There’s the protein requirement as well. Post exercise protein supplementation is important to help repair damaged muscle and connective tissue, especially when it has been stressed by both exertion and impact during combat. Studies show that a carbohydrate and protein mix is the most effective of all and the ISSN’s position is to combine carbohydrates (0.8 g/kg/h) with protein (0.2–0.4 g/kg/h).

Injury Healing and Hormonal Restoration

Post fight there is likely to be a lot of swelling, haematoma and general inflammation. In the immediacy it’s likely that the fighters’ cuts and physiotherapy team will address the acute injuries, bringing down swelling with ice or cold compresses, addressing any wounds and ensuring any larger cuts are stitched effectively.

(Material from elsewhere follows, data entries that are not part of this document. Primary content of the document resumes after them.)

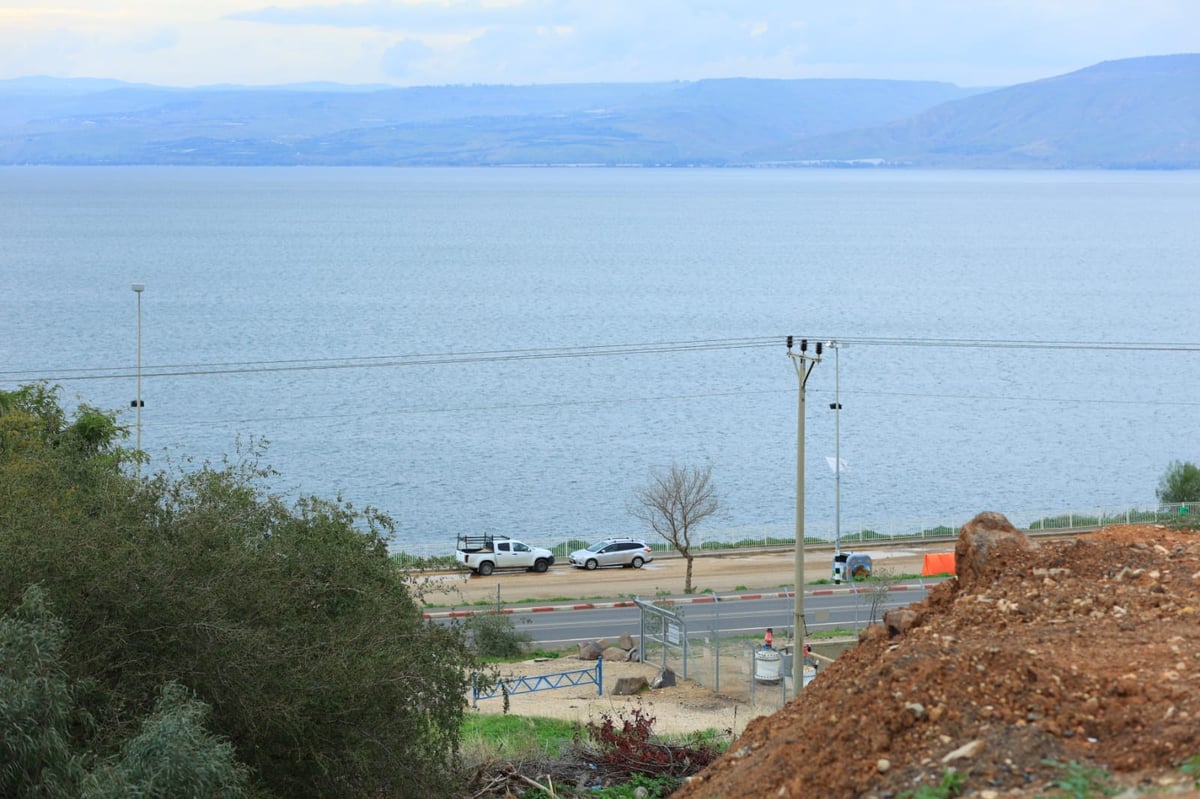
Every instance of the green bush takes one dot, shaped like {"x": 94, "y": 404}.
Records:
{"x": 1180, "y": 484}
{"x": 495, "y": 636}
{"x": 289, "y": 620}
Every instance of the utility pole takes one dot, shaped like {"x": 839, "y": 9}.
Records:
{"x": 835, "y": 407}
{"x": 137, "y": 402}
{"x": 803, "y": 364}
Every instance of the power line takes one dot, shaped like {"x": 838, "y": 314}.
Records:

Once the acute symptoms of injury have subsided, there is a next phase of rehabilitation, one that actually promotes blood flow to an area. This is an approach that allows an improvement of the mobility of joints, helps to speed the healing of soft tissues and also helps to protect against muscle loss (atrophy) whilst the body is undergoing less training post fight.

There is also a significant body of research that suggests regular sauna use promotes large releases of human growth hormone, a hormone that not only helps to build muscle tissue but also increases the rate of fat burn. When a fighter is in his post-fight recovery mode and is undergoing less training, this is a huge asset. The main other (legal) way of promoting HGH production and release is through high volume weight training, which obviously isn’t going to be high on the agenda immediately post-fight.

The other, non-obvious benefit of sauna use is that it is the ideal time to sit and reflect on the fight, spending time in your own head and breaking the bout down, assessing the good and bad of the contest and using it as a learning exercise.

Scientific Post-Fight Recovery

My purpose with this post was to point out some of the non-obvious yet critically important aspects of post-fight recovery. Even if you’re not a combat athlete yourself, I hope there are elements of the recovery that you can take with you and apply to your own sport, training, and recovery making you a better, more prepared athlete.